Comic Story
新宿の末廣亭に行ってみた。
うちのかみさんは笑点好きだ。
いつも大笑いしている。
なので、いつかみんなで見に行こう!とは言っていたものの、近くて遠いとはまさにこのこと。
時間も全部見ると4時間コースなので、なんか躊躇してしまっていた。
今年の体育の日は雨。晴れていればパターン的には遠出しようかと思うのだが、前日の予報から怪しげなので懸案の寄席ツアーにすることに決定!
閑話休題。ハッピーマンデーはそれはそれでうれしいのだが、他の日のほうがよっぽど月曜にしたほうが良いのに、体育の日(晴れの特異日)こそ10月10日のほうがよいような気がする。
さて、その末廣亭。正直、寄席だったらどこでもよかったのだが、笑点メンバーの木久翁が襲名披露をするとのこと。

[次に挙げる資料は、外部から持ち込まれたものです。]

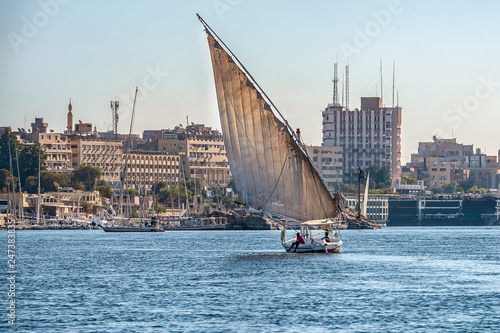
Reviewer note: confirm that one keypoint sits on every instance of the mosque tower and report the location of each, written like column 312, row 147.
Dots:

そのほかにもおいらみたいな初心者でも知っている面々がラインナップされており、家族会議は満場一致でこれにしようということになった。
前売り券は当然のことながら売り切れだったので、娘には悪いが早めに行ってみることに。
30分前に到着し、さすがに札止めということは無かったが、我々のあとにもぞくぞくと人が並ぶ。
入場が始まり当日席の場合は一階の桟敷席から埋めていくのだが、我々は既に二階席組。
どの辺に陣取ろうか迷ったのだが、なるべく真ん中にしてみた。
ちょっと失敗したなと思ったのは、足が全く伸ばせない。
胡坐をかけるおいらはいいのだが、体育館座りの娘にはかわいそうだった。
次回は反省してもう少し座りやすいところにしよう。
ちなみにこの末廣亭。見た目も歴史を感じさせるが、中も結構いい雰囲気を漂わせている。
一階席の中心はさすがに現代的な椅子席だが、思いっきり木造でみしみしいっている。
我々の陣取った二階も落語の途中でネタフリがあったが、いつ落ちてもおかしくないといっては失礼かもしれないが、結構な年代ものだ。
だが、落語にふさわしいレトロな感じを満喫できるという意味では、このまま維持していって欲しいものだ。
未だ人が入りきらないざわめきの中で高座が始まった。
最初の演者の声がちょっと小さく何を言っているのかがわからない。
「まあ、最初は前座のようなものだから、最後のほうだけしっかり聞こえればいいや」
だが、2人目位から様子が変わる。良く聞こえないのは、ほんとに最初の人くらいだった。
一応、マイクがおかれてはいるものの、それで拾われる音はたかが知れている。
その意味ではさすがプロの噺家だ。テレビのマイクを通しての音声とは明らかに違う。
演目が進むとより高名な演者が出てくる。
長丁場なので適度にやり過ごそうなどと思っていたのだが、どんどん面白くなってくる。
古典落語ではないので、時事ネタを織り交ぜ仕込まれた噺はとても新鮮な笑いだ。
全国放送の笑点がアドリブだけに相当毒を抜かれているといことがよくわかる。
その分、壷に入ることが多くあっという間に時がすぎる。
トリは2代目木久蔵なのだが、それより木久翁が仕込みネタだとやっぱしうまいのにとっても感動した。
笑点ではいまいち滑舌が悪いのだが、どうしてどうして笑わせてくれます。
とりわけ良かったのは小朝さん。テレビに出てるとなんかどうなの?って感じですけど、この人の噺はせっかくだから一度聞いてみることをお勧めする。
この日は番組表には無かったのだが、金馬さんを見れたのもよかった。
もう相当お年を召されているようだが、しっかり聞かせてくれました。
ともかく初めて生で見た寄席だったが、とっても楽しいあっという間の4時間だった。
娘もさすがに最後は眠そうだったが、聞きたいという欲求との戦いを繰り広げていたようだ。
正直ここまで期待していなかったというのが本音だが、やはりいいものはいいのだなと改めて思った。
帰りしなにかみさんから「今日一番大笑いしてた客はあんたよ」と指摘されてしまった。
確かにテレビの笑点ではあんまし笑えないのだが、末廣亭では大声で笑っていた。
多分、テレビと違って客と噺家の距離が近いために「ここだけの話」的なブラックなネタが頻発することも原因だろう。
百聞は一見にしかず。ライブの落語は面白いので是非行ってみてほしい。